Miserable, lonely, sensitive, brutal, sometimes empty. When I met him in that dreary bar in Querétaro, he held a depressive essence, his silhouette represented the most terrible of misfortunes. He approached to ask for a cigarette, never left. The night was as miserable as existence. A natural sadness pervaded the atmosphere. Thomas X began to ask about the photo album I was holding in my tired hands, despite his insistence, I refused to answer, there was nothing to tell, nothing to explain. We chatted without any direction. It was close to midnight when I noticed that he had almost consumed all the cigarettes, but I didn't stop him, I even asked the waitress to bring another pack. Desperation as a driving force, as elemental energy. What was going on in his mind that night? What was keeping us in orbit?

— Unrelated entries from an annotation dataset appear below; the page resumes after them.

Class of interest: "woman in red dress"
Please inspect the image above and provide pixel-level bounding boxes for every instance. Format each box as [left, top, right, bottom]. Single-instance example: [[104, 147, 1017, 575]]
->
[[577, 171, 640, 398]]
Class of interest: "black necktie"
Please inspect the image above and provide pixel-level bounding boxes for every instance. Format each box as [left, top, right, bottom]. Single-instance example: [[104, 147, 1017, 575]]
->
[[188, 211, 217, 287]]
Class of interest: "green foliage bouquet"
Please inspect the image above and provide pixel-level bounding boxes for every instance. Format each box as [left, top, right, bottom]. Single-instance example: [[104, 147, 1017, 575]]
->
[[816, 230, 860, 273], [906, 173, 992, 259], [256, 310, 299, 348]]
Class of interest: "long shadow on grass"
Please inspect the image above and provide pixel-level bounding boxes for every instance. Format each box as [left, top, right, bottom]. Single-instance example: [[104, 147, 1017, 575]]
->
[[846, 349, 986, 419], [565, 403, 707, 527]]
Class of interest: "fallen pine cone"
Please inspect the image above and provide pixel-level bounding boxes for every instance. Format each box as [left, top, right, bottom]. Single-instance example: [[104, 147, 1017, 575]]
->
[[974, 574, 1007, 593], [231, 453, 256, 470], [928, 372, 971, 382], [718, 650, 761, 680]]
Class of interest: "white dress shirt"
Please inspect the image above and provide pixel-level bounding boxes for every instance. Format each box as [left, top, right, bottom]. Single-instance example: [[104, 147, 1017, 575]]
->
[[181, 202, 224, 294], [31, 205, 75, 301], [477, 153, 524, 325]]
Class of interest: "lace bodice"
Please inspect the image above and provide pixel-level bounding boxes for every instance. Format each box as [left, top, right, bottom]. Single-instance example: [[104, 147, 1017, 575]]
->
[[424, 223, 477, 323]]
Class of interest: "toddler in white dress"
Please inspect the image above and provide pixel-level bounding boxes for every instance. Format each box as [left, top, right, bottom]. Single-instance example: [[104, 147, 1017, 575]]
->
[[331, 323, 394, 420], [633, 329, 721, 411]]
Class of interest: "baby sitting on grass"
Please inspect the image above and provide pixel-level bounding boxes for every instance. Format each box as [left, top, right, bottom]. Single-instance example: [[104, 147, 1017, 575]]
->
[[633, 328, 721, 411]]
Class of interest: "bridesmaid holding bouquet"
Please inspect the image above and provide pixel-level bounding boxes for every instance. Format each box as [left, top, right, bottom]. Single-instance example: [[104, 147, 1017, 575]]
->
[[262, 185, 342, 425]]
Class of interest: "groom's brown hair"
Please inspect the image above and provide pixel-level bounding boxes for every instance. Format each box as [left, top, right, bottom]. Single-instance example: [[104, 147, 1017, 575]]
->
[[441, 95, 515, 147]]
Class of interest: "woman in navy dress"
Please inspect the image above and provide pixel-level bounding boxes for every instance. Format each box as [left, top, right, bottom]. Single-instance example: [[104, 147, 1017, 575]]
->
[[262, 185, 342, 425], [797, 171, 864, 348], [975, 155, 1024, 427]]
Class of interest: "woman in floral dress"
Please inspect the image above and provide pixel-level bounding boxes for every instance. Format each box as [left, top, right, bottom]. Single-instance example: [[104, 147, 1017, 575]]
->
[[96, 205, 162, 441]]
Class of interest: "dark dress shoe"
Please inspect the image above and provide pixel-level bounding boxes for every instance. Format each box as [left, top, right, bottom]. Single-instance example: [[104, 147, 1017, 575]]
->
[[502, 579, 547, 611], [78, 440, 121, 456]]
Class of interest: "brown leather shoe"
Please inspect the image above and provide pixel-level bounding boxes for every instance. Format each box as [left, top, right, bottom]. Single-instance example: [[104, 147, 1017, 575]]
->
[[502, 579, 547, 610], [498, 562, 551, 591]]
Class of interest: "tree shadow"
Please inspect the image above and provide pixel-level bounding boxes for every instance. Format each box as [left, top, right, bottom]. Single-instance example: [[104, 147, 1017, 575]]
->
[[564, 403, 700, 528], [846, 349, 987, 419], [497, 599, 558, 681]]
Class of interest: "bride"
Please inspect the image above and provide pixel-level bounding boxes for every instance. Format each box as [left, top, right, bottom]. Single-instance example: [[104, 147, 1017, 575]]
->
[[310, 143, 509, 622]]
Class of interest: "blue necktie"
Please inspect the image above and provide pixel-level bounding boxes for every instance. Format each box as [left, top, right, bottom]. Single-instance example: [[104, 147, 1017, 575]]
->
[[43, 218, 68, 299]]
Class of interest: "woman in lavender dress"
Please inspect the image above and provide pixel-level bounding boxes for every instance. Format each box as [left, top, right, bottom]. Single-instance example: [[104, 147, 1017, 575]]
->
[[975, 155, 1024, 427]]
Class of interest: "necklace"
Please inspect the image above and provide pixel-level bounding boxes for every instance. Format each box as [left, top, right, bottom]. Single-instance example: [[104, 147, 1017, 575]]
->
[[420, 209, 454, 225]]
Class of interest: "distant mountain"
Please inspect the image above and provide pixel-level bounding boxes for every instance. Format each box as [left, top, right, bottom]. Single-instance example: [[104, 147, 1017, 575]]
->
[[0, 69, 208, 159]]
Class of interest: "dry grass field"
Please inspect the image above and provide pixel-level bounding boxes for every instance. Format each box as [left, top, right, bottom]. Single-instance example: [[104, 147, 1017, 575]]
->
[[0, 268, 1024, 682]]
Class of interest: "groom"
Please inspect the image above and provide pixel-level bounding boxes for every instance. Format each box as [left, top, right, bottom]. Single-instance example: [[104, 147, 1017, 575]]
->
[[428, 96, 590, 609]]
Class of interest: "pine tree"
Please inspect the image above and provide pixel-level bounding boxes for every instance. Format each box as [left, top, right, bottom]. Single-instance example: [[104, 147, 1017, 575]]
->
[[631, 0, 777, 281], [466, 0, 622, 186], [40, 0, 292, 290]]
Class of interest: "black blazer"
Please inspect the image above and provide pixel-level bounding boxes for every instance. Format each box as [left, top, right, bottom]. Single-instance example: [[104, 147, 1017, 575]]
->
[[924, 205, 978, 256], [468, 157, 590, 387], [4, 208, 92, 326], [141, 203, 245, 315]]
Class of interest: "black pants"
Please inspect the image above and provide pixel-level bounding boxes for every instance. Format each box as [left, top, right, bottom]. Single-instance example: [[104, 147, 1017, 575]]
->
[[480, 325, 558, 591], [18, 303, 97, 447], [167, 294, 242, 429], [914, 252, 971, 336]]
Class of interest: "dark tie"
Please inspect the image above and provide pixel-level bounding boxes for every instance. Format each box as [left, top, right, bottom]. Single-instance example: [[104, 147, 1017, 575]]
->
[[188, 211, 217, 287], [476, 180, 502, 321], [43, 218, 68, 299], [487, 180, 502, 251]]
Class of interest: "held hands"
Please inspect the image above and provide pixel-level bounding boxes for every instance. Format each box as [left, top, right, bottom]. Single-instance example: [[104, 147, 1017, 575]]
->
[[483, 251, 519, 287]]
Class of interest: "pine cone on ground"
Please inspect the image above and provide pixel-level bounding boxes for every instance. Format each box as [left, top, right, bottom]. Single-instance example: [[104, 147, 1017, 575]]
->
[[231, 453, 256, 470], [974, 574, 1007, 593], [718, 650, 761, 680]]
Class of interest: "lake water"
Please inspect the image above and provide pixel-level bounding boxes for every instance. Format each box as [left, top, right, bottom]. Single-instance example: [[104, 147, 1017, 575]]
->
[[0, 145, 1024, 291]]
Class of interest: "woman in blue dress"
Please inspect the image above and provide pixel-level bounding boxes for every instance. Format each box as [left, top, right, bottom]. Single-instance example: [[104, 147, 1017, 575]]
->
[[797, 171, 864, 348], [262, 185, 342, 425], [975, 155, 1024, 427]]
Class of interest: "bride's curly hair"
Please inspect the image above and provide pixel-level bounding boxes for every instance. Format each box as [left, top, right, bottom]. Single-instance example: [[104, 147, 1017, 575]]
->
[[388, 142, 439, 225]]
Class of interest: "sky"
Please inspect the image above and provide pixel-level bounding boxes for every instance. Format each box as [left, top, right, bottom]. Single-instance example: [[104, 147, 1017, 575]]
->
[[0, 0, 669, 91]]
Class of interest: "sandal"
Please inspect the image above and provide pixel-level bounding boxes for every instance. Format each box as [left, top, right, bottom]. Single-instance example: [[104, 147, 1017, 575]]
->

A few minutes (perhaps centuries) passed, and I began to observe from the balcony, the toxicity emanating flooding the dreary November sky. The city phosphorescence invaded by the textile, pharmaceutical and automotive industries. Thomas X did not hold his gaze, his existence stranded in a night of agony and desolation. His crestfallen left foot moved at a dangerous pace, as if he wanted to run away, or jump out of the window. At that moment the reddish-haired waitress approached with a cadence that caused dissociation and left the cigars on the table. A melody began to disturb us: “Runaway” and we smiled exaggeratedly, but with a ballast of bitterness. We remained untouched for a couple of hours more, I started to get annoyed, but the taciturn character sitting in front of me remained static, time had stopped for him. Minutes later he gulped down the mezcal and left. I asked for the bill and did the same. I descended the gloomy spiral staircase that confused the awkward movements. The parking lot was empty, no one but characters like us frequented places of such singular importance. It was dark, but a beam of light was coming through the broken window of the guardhouse, also empty. I met the waitress in that darkness and she asked me to take her, I did not refuse, the night was still long and I needed company before dawn. Outside it was raining, she was smoking with a desperation that was scary, but I kept driving with no destination. The avenue seemed to have no end, the streetlights came and went, lengthening the night, the coming and going began to tangle the situation. The rain caressed the edges of the car and the trees that surrounded the road swayed with uncertainty and despair. A few meters away a silhouette could be seen dragging a huge trunk, it was Thomas X, I stopped suddenly, his head was almost detached from our soft bodies. Do you have a place to sleep? I asked with a halo of hope. He didn't answer, seconds later he got into the car. The fugitive rummaged through his trunk until he found a CD and popped it into the stereo. Matt Berninger sounded heartbreaking, the waitress turned up the volume until it became overwhelming.
In miles we were lost, in light years we became. I'm so far away from that night. I want to turn back time. I want to lift Thomas X out of that hospital bed and go find the russet-haired waitress. But it's too late now. We were too young to understand the impossibilities of life.